On Wednesday, Chancellor Jeremy Hunt announced a further £5billion for the Ministry of Defence across the next two years, with £11billion being allocated over the course of 5 years.
Speaking to the Daily Express about how the UK should allocate funding, Mr De Bretton-Gordon said: “The sort of equipment the army will need will be heavy metal armour, artillery and drones.
“This is going to require quite a significant investment in hardware in order to get to get the British military up to a viable state so that it can pay its pass along with the US and allies in NATO.”
He added: “Perhaps some of the money is too focused on cyber security and perhaps large maritime projects.
“It might well be that they need to be reconsidered and focus more on the heavy metal that I’ve been talking about.
“Ultimately, Britain requires a comprehensive defence capability covering land, air and sea. And at the moment, we probably don’t have the right balance.”
Mr De Bretton-Gordon said the UK should increase defence spending to 3 percent, warning that an “inflationary increase will barely ruffle the surface”.
But the investment announced at the budget will take Britain up to spending just 2.25 percent of GDP on defence.
Defence Secretary Ben Wallace had campaigned for an increase of £8 to 11 billion over two years but instead got £5billion for two years and £11billion total for five years.
The Chancellor said he is “proud we’re giving Ukraine more military support than anyone else in Europe.”
Defence Select Committee Chair Tobias Ellwood dismissed the funding.
He told the Daily Express: “All smoke and mirrors I’m afraid.

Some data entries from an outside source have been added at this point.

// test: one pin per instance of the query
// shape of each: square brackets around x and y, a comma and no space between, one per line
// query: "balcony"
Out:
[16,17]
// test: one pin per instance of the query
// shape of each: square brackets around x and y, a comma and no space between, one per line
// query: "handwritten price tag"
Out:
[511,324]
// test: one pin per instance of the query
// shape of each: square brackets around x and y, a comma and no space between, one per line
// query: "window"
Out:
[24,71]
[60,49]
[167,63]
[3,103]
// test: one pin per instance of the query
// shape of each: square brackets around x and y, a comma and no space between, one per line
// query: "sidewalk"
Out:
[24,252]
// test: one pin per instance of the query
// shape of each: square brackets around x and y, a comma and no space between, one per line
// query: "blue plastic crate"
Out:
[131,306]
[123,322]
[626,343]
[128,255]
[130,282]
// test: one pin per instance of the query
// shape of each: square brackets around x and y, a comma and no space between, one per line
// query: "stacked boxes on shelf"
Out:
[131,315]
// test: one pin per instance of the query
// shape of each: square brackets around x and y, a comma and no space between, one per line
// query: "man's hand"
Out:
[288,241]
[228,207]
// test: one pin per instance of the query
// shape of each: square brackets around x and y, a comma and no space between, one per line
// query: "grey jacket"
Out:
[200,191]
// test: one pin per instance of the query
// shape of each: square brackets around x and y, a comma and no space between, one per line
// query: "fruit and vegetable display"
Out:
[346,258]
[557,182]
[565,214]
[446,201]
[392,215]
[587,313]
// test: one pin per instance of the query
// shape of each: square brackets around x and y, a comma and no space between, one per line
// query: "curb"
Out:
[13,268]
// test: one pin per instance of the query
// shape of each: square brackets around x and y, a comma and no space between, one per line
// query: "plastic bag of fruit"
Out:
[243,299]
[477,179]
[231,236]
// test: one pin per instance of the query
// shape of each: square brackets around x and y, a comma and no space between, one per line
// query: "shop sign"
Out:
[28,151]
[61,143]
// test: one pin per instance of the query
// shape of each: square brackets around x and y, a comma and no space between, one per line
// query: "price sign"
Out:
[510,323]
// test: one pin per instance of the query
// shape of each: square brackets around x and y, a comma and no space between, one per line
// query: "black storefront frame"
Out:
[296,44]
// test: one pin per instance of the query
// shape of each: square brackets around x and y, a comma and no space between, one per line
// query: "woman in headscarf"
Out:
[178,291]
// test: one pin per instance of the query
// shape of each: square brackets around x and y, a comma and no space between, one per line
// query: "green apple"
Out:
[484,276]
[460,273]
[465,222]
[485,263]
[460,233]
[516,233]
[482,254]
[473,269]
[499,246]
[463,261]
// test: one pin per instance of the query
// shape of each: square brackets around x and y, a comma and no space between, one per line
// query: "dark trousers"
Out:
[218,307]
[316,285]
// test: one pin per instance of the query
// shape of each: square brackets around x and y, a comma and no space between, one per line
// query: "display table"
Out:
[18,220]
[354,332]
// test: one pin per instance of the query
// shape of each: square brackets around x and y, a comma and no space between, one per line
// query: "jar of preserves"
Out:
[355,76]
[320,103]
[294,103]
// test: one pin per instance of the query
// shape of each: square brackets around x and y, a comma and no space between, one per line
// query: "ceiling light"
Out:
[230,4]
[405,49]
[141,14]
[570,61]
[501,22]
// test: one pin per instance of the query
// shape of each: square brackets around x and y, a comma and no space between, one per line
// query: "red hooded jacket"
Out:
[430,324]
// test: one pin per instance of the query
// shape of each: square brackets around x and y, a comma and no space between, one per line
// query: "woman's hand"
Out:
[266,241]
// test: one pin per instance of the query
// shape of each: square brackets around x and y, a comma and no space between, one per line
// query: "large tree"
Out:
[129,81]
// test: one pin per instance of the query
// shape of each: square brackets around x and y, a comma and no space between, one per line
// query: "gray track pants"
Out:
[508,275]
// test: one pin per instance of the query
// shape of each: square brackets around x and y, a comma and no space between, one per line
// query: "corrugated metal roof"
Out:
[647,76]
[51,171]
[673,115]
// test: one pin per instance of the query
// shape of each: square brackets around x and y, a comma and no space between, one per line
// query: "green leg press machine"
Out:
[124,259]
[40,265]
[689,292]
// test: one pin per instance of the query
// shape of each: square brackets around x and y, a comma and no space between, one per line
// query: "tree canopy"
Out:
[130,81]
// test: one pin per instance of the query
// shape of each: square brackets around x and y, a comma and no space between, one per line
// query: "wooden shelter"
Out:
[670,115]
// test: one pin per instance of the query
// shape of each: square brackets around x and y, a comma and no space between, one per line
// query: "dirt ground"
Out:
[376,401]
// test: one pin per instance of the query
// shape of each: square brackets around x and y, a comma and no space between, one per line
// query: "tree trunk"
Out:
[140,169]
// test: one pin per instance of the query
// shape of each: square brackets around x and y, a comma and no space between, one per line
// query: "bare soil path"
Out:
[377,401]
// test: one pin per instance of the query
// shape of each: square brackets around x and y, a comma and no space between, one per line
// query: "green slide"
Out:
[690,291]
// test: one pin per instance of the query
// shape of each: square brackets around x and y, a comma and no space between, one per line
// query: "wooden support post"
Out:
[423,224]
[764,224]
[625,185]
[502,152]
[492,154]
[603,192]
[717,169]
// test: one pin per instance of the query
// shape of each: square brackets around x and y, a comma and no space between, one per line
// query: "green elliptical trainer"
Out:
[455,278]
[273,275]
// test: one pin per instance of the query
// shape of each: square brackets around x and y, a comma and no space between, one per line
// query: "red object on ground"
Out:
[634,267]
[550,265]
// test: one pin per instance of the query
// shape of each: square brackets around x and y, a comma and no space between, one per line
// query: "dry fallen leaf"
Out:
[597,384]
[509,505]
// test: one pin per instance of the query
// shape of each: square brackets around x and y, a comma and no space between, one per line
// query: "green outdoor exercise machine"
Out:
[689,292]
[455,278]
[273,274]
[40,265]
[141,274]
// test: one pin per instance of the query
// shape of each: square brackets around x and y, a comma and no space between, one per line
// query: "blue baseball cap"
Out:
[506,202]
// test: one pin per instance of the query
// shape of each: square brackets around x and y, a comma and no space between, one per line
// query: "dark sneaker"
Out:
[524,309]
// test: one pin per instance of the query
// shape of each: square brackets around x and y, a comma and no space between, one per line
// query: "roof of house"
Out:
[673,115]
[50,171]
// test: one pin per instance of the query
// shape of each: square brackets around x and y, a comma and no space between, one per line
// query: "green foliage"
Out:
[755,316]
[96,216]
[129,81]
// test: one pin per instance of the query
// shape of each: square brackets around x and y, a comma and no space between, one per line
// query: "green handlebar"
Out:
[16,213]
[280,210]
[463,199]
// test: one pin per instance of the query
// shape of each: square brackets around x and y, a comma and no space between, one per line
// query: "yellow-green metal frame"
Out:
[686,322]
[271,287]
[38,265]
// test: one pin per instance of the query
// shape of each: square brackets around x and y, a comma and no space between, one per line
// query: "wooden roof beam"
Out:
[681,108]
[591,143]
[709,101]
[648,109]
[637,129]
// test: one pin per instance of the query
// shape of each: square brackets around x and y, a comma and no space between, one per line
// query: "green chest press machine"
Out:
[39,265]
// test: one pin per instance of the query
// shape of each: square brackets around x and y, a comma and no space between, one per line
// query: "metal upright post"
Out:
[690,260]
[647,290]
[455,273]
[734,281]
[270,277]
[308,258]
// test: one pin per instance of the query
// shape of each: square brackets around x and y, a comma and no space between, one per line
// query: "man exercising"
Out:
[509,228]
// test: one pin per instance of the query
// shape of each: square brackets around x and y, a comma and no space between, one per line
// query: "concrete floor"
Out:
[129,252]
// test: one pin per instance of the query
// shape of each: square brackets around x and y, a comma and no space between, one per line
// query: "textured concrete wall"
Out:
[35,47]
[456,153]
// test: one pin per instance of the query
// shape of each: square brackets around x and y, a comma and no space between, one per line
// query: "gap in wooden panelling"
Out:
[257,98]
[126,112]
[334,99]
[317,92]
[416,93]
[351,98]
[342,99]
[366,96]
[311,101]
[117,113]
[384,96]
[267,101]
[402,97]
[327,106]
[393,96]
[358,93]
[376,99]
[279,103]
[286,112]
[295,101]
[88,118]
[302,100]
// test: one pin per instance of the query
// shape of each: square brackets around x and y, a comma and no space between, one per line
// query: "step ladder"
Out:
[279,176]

I welcome the investment in the nuclear deterrent and the replenishment of weapons stocks but when you take that money out it leaves the MoD with about £1billion a year which is in effect a real terms cut.
“There will be even less when you account for taxes and expenses.
“It means our conventional forces remain hollowed out as the threats come over the hill.”
Tory MP Colonel James Sunderland said: “It’s a step in the right direction but still may not be enough to future-proof our HM Forces, particularly the Army, against the totality of threats we continue to face in an increasingly unstable world.
“I welcome the commitment to 2.5 percent of GDP – the imperative now is to translate this quickly into operational capability.”